The prolonged drought across the Basin means in the next 12 months environmental water will be used strategically to protect our wetlands, floodplains and river ecosystems from further damage, and place them in the best possible position to recover from the drought when it breaks, according to the latest Murray-Darling Basin Authority (MDBA) report.
Head of Basin Strategy and Knowledge at the MDBA, Vicki Woodburn said despite the welcome rain earlier in the year, the Basin has been battered by an intense drought, which has eroded the ecological condition of our rivers and floodplains.
“Three years of above-average warm and dry conditions have taken a toll on the Basin’s environments and the people, plants and animals that depend on them,” Vicki Woodburn said.
“There have been some really positive outcomes from the environmental water that has been strategically used.
“The rain we received in summer and early autumn connected the northern and southern Basin for the first time in three years, and we saw significant flows to Narran Lakes, in north-west NSW, for the first time in seven years. We know from Traditional Owners who have monitored this Lake that it is primed and ready for a bird breeding event.
“This coming year, the focus for environmental water holders, planners, managers, and river operators, will be on avoiding permanent loss of species or ecosystems, providing drought refuges for animals and fish where possible, and supporting breeding events where they occur naturally.”
This year the MDBA and Commonwealth Environmental Water Office have drawn on traditional ecological knowledge when developing the next year’s priorities.
“For the first time, First Nations’ environmental watering objectives will be acknowledged and incorporated into environmental water management at a federal level,” Vicki Woodburn said.
The priorities reflect objectives identified by First Nations, who worked in collaboration through two peak First Nations organisations – the Northern Basin Aboriginal Nations (NBAN) and the Murray Lower Darling Rivers Indigenous Nations (MLDRIN) – to produce guidance for water management across the Basin.
“This collaboration exemplifies what it means to follow best practice in co-designing and partnering with First Nations in water planning and management,” Chair of NBAN Fred Hooper said.
“We have a deep-rooted and long held cultural obligation to protect Country, and to take only what we need and leave the rest for downstream and neighbouring Nations. Having First Nations’ priorities reflected in national planning is a significant step forward.”
Chair of MLDRIN Rene Woods says that improved timing of flows is key to sustaining the cultural health of major waterways.
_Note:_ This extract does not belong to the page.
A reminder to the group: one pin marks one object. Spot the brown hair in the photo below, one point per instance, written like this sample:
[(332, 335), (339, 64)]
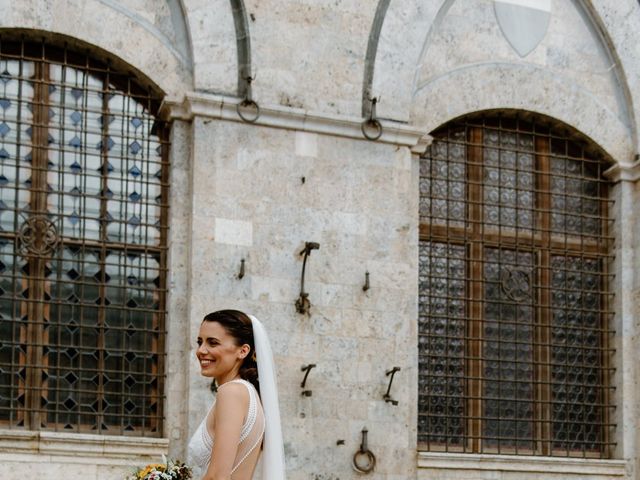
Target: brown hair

“The Nations’ input highlight shared concern for all major rivers across the Basin and how environmental water can be used so that life returns to our culturally significant places,” Rene Woods said.
The Basin Annual Environmental Watering Priorities 2020-21 report guides the planning and prioritisation of environmental watering across the Murray-Darling Basin for the year ahead.
“These priorities collectively guide all our actions so we are focused on using water for the environment strategically and carefully, so we can improve the overall health of the Basin,” Vicki Woodburn said.